According to PBS Chief Paula Kerger, the end might be nigh for Downton Abbey. That’s right you Anglophiles and lovers of fancy things, you might have to start getting your fix of aristocracy, intrigue, and giant hats elsewhere after Season 6. As it stands, the series writer and creator Julian Fellowes is contracted to go as far as a sixth season, however, according to Kerger, “We are not yet going beyond that[.]” Though she did not confirm or deny whether Season 6 would be the final for the popular PBS drama, it would be highly probably as Fellowes is currently developing a brand-new primetime series for NBC called Gilded Age. NBC’s Chairman Bob Greenblatt recently commented in a press tour, “Hopefully this show will be coming to life sometime in the next season.”
With so much on the horizon for Fellowes and without a contract (yet) for more than six seasons, the end of Downton might be sooner than we all thought.

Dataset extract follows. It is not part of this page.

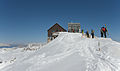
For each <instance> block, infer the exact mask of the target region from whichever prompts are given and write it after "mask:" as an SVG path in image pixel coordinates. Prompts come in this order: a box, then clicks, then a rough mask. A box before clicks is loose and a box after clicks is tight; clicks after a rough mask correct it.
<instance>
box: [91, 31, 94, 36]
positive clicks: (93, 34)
mask: <svg viewBox="0 0 120 71" xmlns="http://www.w3.org/2000/svg"><path fill="white" fill-rule="evenodd" d="M91 35H92V38H94V30H91Z"/></svg>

As much as it pains me to think of a world without the Dowager Countess, it may actually be the best decision for the show. Six seasons is a solid run and it’s long enough to be established and wholly developed without being so long that it loses its luster. I like to call that the HBO model — nipping a show when it is still beloved and churning out great episodes.
Sure, fans will miss their favorite series, but it’s better than watching the characters you know and love die a slow, unnecessarily painful death (I’m looking at you, How I Met Your Mother, Weeds, and The Office). In the historical timeline of the show, Downton Abbey is inching towards an era when traditional British aristocracy, servants quarters, and “high society” changes drastically…or disappears completely. We’ve already started to see the Crawleys struggle to acquiesce to modernism and keep their farm alive as the times are a-changin’ around them. Downton Abbey without all of its pomp and circumstance wouldn’t be Downton Abbey. It might be best to end the show before it loses the reason we all started tuning in. Not that a show can’t evolve with the times its presenting (Mad Men), but its established universe can’t completely collapse, either.
As much as I would love to listen to Mrs. Hughes’ guide to life day in, and day out, all truly good shows must come to an end before they jump the proverbial shark, or in Downton’s case, more likely a pig.